On 1:59 PM, Terence M. Bandoian wrote:
> On 1:59 PM, Pid wrote:
>>
>> If you define the DataSource in GlobalNamingResources the pool will be
>> started and stopped with the Tomcat lifecycle.
>>
>> Applications have their own lifecycle inside Tomcat, they are started
>> after Tomcat (obviously) and stopped before Tomcat stops (also
>> obviously).
>>
>> This is why the pool will not stop before your application, unless you
>> do something manual to change that.
>>
>> If an application causes a thread to come into existence and allowing it
>> to have the WebappClassLoader as its context classloader value, but does
>> not shut it down, Tomcat complains.
>
> This is similar to the problem with JDBC 4.0 drivers.
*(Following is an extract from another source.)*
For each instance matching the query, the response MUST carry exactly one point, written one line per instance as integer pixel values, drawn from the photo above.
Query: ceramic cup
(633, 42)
The API docs
> state:
>
> "Existing programs which currently load JDBC drivers using
> Class.forName() will continue to work without modification."
>
> However, if you continue reading and read closely, it becomes apparent
> that drivers are automatically registered with DriverManager when a
> database connection is created. In essence, a reference to a driver
> is implicitly created and it is the responsibility of the application
> to remove the reference. This doesn't seem like good design to me but
> no fault to Tomcat.
>
> -Terence Bandoian
>
Correction. Drivers automatically register themselves with
DriverManager when the driver class is loaded.